Post Date:08/07/2019 10:00 AM

CHAPEL HILL PUBLIC LIBRARYThe State Library of North Carolina has announced that Chapel Hill Public Library (CHPL) has been awarded nearly $150,000 of competitive federal grant funds for a pair of projects. The first will allow the library to deploy an off-site library kiosk as a convenient, 24/7 alternative to a vehicular trip to the library. The second will create an online platform for local musicians to share their content and for library users to discover local music, past and present.

The off-site kiosk project aims at relieving the library’s most persistent problem: a chronic lack of parking. The grant, totaling $99,600, will fund a self-service station out in the community for users to pick up reserved items, a book return to accompany the station, and a vehicle to transport materials to and from the library.
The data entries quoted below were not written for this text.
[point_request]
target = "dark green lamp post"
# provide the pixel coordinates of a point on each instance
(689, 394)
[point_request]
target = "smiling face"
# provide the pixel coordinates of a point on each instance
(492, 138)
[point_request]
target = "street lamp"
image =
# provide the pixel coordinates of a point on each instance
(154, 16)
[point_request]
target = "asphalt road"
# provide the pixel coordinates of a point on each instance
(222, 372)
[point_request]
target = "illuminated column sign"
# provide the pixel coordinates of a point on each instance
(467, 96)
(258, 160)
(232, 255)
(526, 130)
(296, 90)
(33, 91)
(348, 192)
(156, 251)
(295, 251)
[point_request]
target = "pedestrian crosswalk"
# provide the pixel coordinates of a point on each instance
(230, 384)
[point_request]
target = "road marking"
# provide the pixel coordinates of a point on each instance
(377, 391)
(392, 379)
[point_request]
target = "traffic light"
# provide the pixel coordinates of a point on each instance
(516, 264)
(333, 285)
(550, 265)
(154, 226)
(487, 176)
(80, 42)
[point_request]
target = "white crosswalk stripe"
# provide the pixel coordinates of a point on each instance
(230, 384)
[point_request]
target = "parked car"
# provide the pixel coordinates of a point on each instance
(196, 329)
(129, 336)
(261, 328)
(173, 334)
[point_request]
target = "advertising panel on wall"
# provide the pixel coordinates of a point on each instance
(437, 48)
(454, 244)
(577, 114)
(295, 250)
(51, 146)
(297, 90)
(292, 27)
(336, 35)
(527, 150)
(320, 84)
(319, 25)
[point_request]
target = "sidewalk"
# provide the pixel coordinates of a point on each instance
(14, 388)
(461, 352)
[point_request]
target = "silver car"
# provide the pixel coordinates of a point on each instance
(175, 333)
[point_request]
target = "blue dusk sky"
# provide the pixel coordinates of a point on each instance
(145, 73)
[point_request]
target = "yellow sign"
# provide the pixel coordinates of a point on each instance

By giving library users the option to pickup and return materials from a location out in the community, Library Systems Manager David Green says that the kiosk will significantly expand access to the library.  “Most days, our parking lots are at capacity, which is a barrier to access for library users from every demographic group. By creating a new location for what we call our 'grab and go' customers – people who come here to drop off and pick up items using our self-service options – we expect to free up as many as 60 parking spots per day. That’s a huge improvement for a facility that averages more than 1,700 daily visitors."

The second grant of $49,500 will allow CHPL to design and build an open source platform that lets local musicians share their music. Anyone will be able to stream the music and listeners with library cards will be able to download it. The digital hub will enable users to discover local content and allow local musicians to reach new audiences.

Molly Luby, Special Projects Coordinator at Chapel Hill Public Library, says that this will create a local music collection that is quintessentially Chapel Hill. “First, we will work directly with local musicians to license albums and freely share their music. Second, we will partner with UNC-Chapel Hill to curate and make historical content such as concert posters, oral histories, and band biographies available.” Luby says there will be public programming associated with the project, including a concert series.

CHPL Director Susan Brown adds that these projects, while funded through federal sources, are supported locally as well. “We are so thankful to our Friends of the Library for providing matching funds for both of these projects. They understand the impact and importance of these projects and were happy to offer additional support.”

Grant funds come from the Institute of Museum and Library Services under the provisions of the federal Library Services and Technology Act (LSTA) as administered by the State Library of North Carolina, a division of the Department of Natural and Cultural Resources (IMLS grant number LS-00-19-0034-19).